Enter Giotto Bizzarrini – ironically, poached from Ferrari and the man behind the Ferrari 250 GTO. The ex-Prancing Horse mastermind was tasked with creating a V12 that focused on smoothness, refinement and power. So Bizzarrini basically built a race engine for a model called the 350 GTV. According to reports at the time it sounded like a Formula 1 car. This didn’t go down well with Lamborghini, especially when the 3464cc V12 utilised a dry sump and made 265kW at 9800rpm – in the early ’60s. Oh, and there was also speculation at the time that the credit for the engine should go to Soichiro Honda…
What eventually found its way into the rebranded Lamborghini 350 GT was a wet-sumped version of the 3.5-litre V12 with ‘only’ 209kW at 6500rpm and 325Nm at 4500rpm. It was the happy medium between Lamborghini’s desire to create luxurious grand tourers and Bizzarrini’s need to build race engines. Part of the engine’s folk law is that Lamborghini paid Bizzarrini by the horsepower. No wonder the original was so ambitious at 360hp. Although he did stipulate that the engine could make 298kW, and rev to a sky-high 11,000prm, if the fuel system was uprated.
The Bizzarrini 60-degree V12 engine started life with production carburettors and was designed from the get-go to be quad cam. Throughout its production cycle it nearly doubled in capacity and the Weber carbs made way for modern fuel injection. Four valves per cylinder (it started out with two) came on board and, in a turn of events, a dry-sump design was reintroduced later in its life. The Bizzarrini-inspired twelve saw service in the 350 GT, 400 GT, Miura, Espada, Islero, Jarama, Countach, LM002, Diablo and finally, the Murcielago.
Even after Lambo fell under the guidance and control of Audi, the Italian carmaker stoically continued on with the Bizzarrini-derived V12. The Germans originally said no to developing an all-new engine, hence the Murcielago debuted with a bored-out 6.2-litre V12 with a heritage dating back to the 1960s. The engine’s ultimate guise is found in the Murcielago LP 670-4 SuperVeloce (and Reventon), where the now 6.5-litre V12 pumps out 493kW (8000rpm) and 660Nm (6500rpm).
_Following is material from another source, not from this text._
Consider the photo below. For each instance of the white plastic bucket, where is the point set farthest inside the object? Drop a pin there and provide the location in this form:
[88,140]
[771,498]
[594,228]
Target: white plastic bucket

When the venerable V12 was finally shelved, it was replaced with a clean-sheet, hand-built atmo unit. This 6.5-litre donk found a home in the Aventador, producing a minimum of 515kW/690Nm and harnessing the ability to rev to 8250rpm. Since its inception, Lamborghini has changed hands numerous times and has even survived bankruptcy. Yet, through just about all the turbulence stood the DNA of the original Bizzarrini V12. And that’s why it deserves to be hailed as not only one of the great V12s, but an atmo hero, too.